Gangtok
"Gangtok est la seule capitale d'état indienne où j'ai commandé un café, me suis assis dehors, et j'ai simplement laissé les montagnes faire le spectacle."
La capitale montagnarde du Sikkim, où une rue principale entièrement piétonne, un téléphérique survolant la vallée et le Kangchenjunga par un matin clair offrent la plus belle vue urbaine de tout l'Himalaya.
J’avais traversé assez de villes indiennes avant d’arriver à Gangtok pour avoir un réflexe de crispation face à la circulation — cette façon de conduire au klaxon d’abord, cette négociation permanente pour un bout de route. Alors MG Marg, la promenade centrale de Gangtok, m’a presque fait l’effet d’une farce. C’est entièrement piétonnisé, aucun véhicule autorisé, pavé et bordé de cafés, de boulangeries et de boutiques vendant de l’artisanat sikkimais, avec de vrais bancs où de vraies personnes s’asseyent simplement. Je suis arrivé au crépuscule, quand les guirlandes lumineuses se sont allumées et que des moines en robe bordeaux, en dehors de leurs heures de service, se mêlaient à des adolescents locaux filmant des reels pour les réseaux sociaux, et j’ai passé ma première soirée à ne rien faire de plus ambitieux que de boire un cappuccino sur une terrasse en hauteur en observant la rue en contrebas.

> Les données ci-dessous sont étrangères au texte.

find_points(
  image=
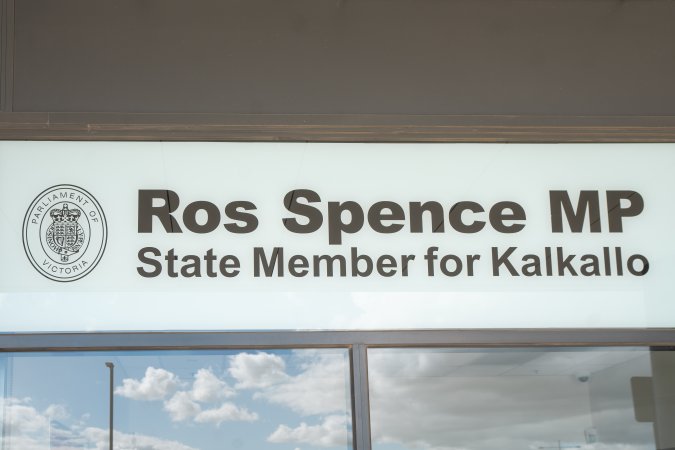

Gangtok est devenue la capitale du Sikkim sous la dynastie Namgyal au dix-neuvième siècle et s’est développée rapidement après la fusion du Sikkim avec l’Inde en 1975, et la ville porte encore cette identité en strates — ville-monastère bouddhiste, ancien siège d’un royaume, et capitale moderne de station de montagne, le tout empilé sur un même flanc de colline abrupt. Contrairement à Yuksom ou Pelling plus à l’ouest, qui donnent encore l’impression d’être des villages où le monde moderne serait arrivé progressivement, Gangtok ressemble sans ambiguïté à une capitale : bâtiments gouvernementaux, véritable économie de bazar, circulation dès qu’on quitte MG Marg.
Le téléphérique et le reliquaire doré de Rumtek
Le téléphérique de Gangtok, une cabine suspendue au-dessus de la vallée entre Deorali et Tashiling, m’a offert la meilleure vue d’orientation sur la ville — toute la colline étalée en dessous en toits étagés, la vallée de la rivière Ranipool en contrebas, et lors de l’unique matin clair que j’ai eu, le triple sommet blanc du Kangchenjunga, la troisième plus haute montagne du monde, visible à l’horizon comme s’il avait été ajouté numériquement. La plupart des matins, le sommet reste enveloppé de nuages jusque bien après neuf heures, alors les opérateurs du téléphérique m’ont conseillé de venir aussi tôt que possible.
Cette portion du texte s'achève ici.